Prove that $Ker (\phi ) = (X^2 - Y^3, Y^2-Z^3)$ where $\phi : k[X,Y,Z] \rightarrow k[T]$ s.t. $X \mapsto t^9, \; Y \mapsto t^6, \; Z \mapsto t^4$.

Question

I want to prove that for a ring homomorphism $\phi : k[X,Y,Z] \rightarrow k[T]$ s.t. $X \mapsto t^9, \; Y \mapsto t^6, \; Z \mapsto t^4$, we have $Ker (\phi ) = (X^2 - Y^3, Y^2-Z^3)$.

My attempt: It is easy to prove that $ I = (X^2 - Y^3, Y^2-Z^3) \subset Ker (\phi ) $.

To prove $Ker (\phi) \subset I$,

Let $F(X,Y,Z) \in k[X,Y,Z]$ where $k$ is a field. We know that we can write $F$ around any point $(a_1,a_2,a_3) \in \mathbb{A}^3(k)$ as $$ F = \sum \lambda_{(i)} (X-a_1)^{i_1} (Y-a_2)^{i_2}(Z-a_3)^{i_3} $$

and if $F(a_1,a_2,a_3)=0$, then $F = \sum G_{i} (X_i-a_i) $ where $X_i$s are $X,Y,Z$.

We write $F$ around any general point $(t^9,t^6,t^4)$ as $F = G_1(X-t^9)+G_2(Y-t^6)+G_3(Z-t^4)$. How can I show that $F $ can also be written as $F = H_1 (X^2-Y^3) + H_2 (Y^2-Z^3)$?

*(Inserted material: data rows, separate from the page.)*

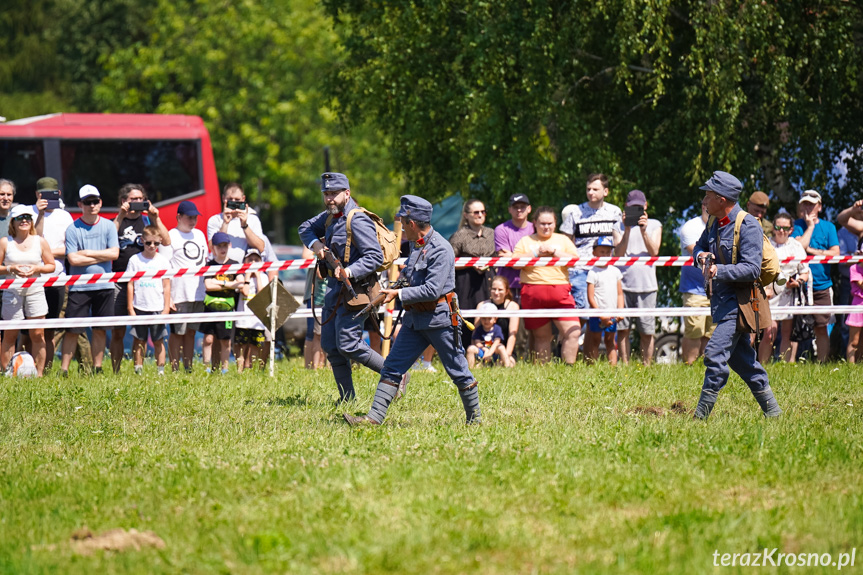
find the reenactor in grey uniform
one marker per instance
(729, 347)
(341, 334)
(431, 316)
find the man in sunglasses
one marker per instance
(91, 246)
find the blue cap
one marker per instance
(415, 208)
(724, 184)
(334, 182)
(187, 208)
(604, 241)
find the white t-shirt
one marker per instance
(586, 224)
(251, 322)
(149, 295)
(189, 250)
(239, 245)
(604, 280)
(54, 232)
(640, 278)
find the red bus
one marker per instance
(170, 155)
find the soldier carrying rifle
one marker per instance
(326, 235)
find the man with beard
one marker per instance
(341, 334)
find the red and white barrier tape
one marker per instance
(304, 313)
(122, 277)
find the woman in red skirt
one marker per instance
(547, 287)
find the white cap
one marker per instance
(487, 306)
(88, 190)
(810, 196)
(20, 209)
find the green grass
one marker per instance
(243, 474)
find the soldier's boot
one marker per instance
(768, 402)
(403, 386)
(385, 394)
(705, 404)
(470, 400)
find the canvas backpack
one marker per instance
(769, 259)
(386, 238)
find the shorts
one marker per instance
(54, 296)
(221, 330)
(578, 279)
(596, 327)
(187, 307)
(24, 303)
(540, 296)
(91, 303)
(638, 300)
(246, 336)
(157, 331)
(121, 305)
(822, 297)
(697, 326)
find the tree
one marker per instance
(532, 96)
(253, 70)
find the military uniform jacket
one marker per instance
(366, 254)
(729, 276)
(431, 272)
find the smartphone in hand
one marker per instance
(632, 215)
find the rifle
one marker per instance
(401, 282)
(334, 264)
(705, 270)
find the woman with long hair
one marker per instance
(548, 287)
(25, 255)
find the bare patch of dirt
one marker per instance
(85, 542)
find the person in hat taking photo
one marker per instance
(729, 347)
(639, 281)
(91, 246)
(24, 255)
(818, 238)
(341, 332)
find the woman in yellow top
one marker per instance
(547, 287)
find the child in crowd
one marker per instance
(854, 321)
(149, 296)
(486, 341)
(221, 296)
(604, 291)
(249, 336)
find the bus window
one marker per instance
(166, 168)
(23, 162)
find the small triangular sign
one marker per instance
(261, 304)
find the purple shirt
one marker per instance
(506, 235)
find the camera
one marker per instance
(53, 197)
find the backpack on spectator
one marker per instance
(386, 238)
(769, 259)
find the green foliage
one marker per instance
(253, 70)
(532, 96)
(571, 471)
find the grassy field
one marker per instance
(574, 469)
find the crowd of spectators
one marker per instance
(44, 239)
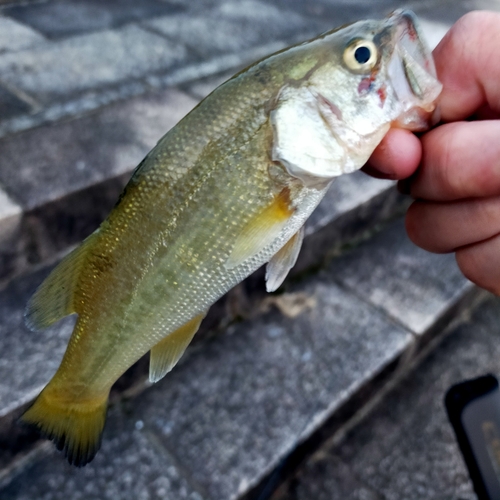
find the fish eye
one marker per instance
(361, 55)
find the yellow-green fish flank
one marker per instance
(225, 191)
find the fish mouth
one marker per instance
(413, 75)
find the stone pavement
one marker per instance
(86, 89)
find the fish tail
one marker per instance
(74, 426)
(55, 297)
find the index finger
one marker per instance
(468, 66)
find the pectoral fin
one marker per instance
(165, 355)
(281, 263)
(262, 230)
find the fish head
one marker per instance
(367, 77)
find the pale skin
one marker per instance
(453, 171)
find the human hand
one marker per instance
(455, 168)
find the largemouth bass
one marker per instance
(225, 191)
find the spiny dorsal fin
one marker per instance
(74, 426)
(281, 263)
(262, 230)
(54, 297)
(165, 355)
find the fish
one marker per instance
(225, 191)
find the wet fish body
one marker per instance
(225, 191)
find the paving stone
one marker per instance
(66, 177)
(346, 193)
(232, 27)
(413, 286)
(11, 105)
(57, 71)
(15, 36)
(407, 449)
(236, 407)
(57, 19)
(129, 466)
(354, 204)
(10, 225)
(10, 216)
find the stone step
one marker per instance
(406, 448)
(241, 401)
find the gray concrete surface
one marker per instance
(406, 448)
(381, 271)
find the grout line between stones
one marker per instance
(23, 96)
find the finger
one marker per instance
(468, 66)
(477, 262)
(444, 227)
(459, 160)
(396, 157)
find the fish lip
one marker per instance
(412, 73)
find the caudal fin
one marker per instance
(75, 427)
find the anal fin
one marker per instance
(165, 355)
(281, 263)
(262, 230)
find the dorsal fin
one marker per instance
(54, 298)
(165, 355)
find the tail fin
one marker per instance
(75, 427)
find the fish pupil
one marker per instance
(362, 55)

Edit 1 : Additional question

Is the ring homomorphism $\phi$ surjective? (so that we can comment $k[X,Y,Z]/I \cong k[T]$)?

It doesn't seem surjective as I can't see how what will be mapped to $T \in k[T]$. But as I have verified, I am wrong.

Answer 1

Let's denote $I=(X^2-Y^3,Y^2-Z^3)$. It is, indeed, true that $\operatorname{Ker}(\phi)=I$.

One way of seeing this is that reducing any power $X^n, n\ge2$, modulo $X^2-Y^3$, and after that reducing any power $Y^m, m\ge2$, modulo $Y^2-Z^3$ shows that the quotient ring $k[X,Y,Z]/I$ is a free $k[Z]$ module of rank four with basis $1,X,Y,XY$. After all, all the appearances of $X^2,Y^2$ or higher have been replaced with other monomials.

This means that $k[X,Y,Z]/I$ has a basis (as a vector space over $k$) of monomials of one of the four types $Z^i$, $XZ^i$, $YZ^i$, and $XYZ^i$, $i\in\Bbb{N}$. The homomorphism $\phi$ sends these monomials to $t^{4i}$, $t^{4i+9}$, $t^{4i+6}$ and $t^{4i+15}$ respectively. The integers $0,9,6,15$ are pairwise non-congruent modulo $4$, so the images of these basic monomials are linearly independent over $k$. The claim follows.

---

We also see that the $k$-space $k[t]/\operatorname{Im}(\phi)$ is spanned by the cosets of the monomials $t,t^2,t^3,t^5,t^7,t^{11}$. Again, it is simplest to see this by looking at the exponents modulo $4$. The highest missing powers in each residue class are $t^5,t^2,t^{11}$ simply because $t^0,t^9,t^6$ and $t^{15}$ are in there. The problems of this type fall under the umbrella of numerical semigroups. The numerical semigroup generated by $4,6,9$ governs the image of $\phi$, and this is the complement. Whenever the generating set of natural numbers has no common factors, the complement will be finite.

Answer 2

I could not easily understand how "the claim follows" argument in @Jyrki solution. So, I complete the rest of the argument.

From @JyrkiLahtonen argument, we can infer the following two results.

(i) Every element in $k[X,Y,Z]/I$ is the $I$ residue of elements of form $F_1+F_2X+F_3Y+F_4XY$ for some $F_1,F_2,F_3,F_4 \in k[Z]$, and

(ii) In the above ring homomorphism $\phi : k[X,Y,Z] \rightarrow k[T] $, if we choose any function of the form $G = F_1+F_2X+F_3Y+F_4XY$ and s.t. $\phi (G)=0$, then $G=0$ and since all the members of the form $G$ are in correspondence with $k[X,Y,Z]/I$. So, the map $k[X,Y,Z]/I \hookrightarrow k[T] $ is an injection map (as kernel of the map is zero). Now, use the result that subring of any integral domain is also an integral domain and the result then follows.

More formally, in (ii), we can prove that $\psi : k[X,Y,Z]/I \rightarrow k[T]$ s.t. $F_1+F_2X+F_3Y+F_4XY +I \mapsto F_1+F_2\phi(X)+F_3\phi(Y)+F_4\phi(X)\phi(Y)$ and prove from there.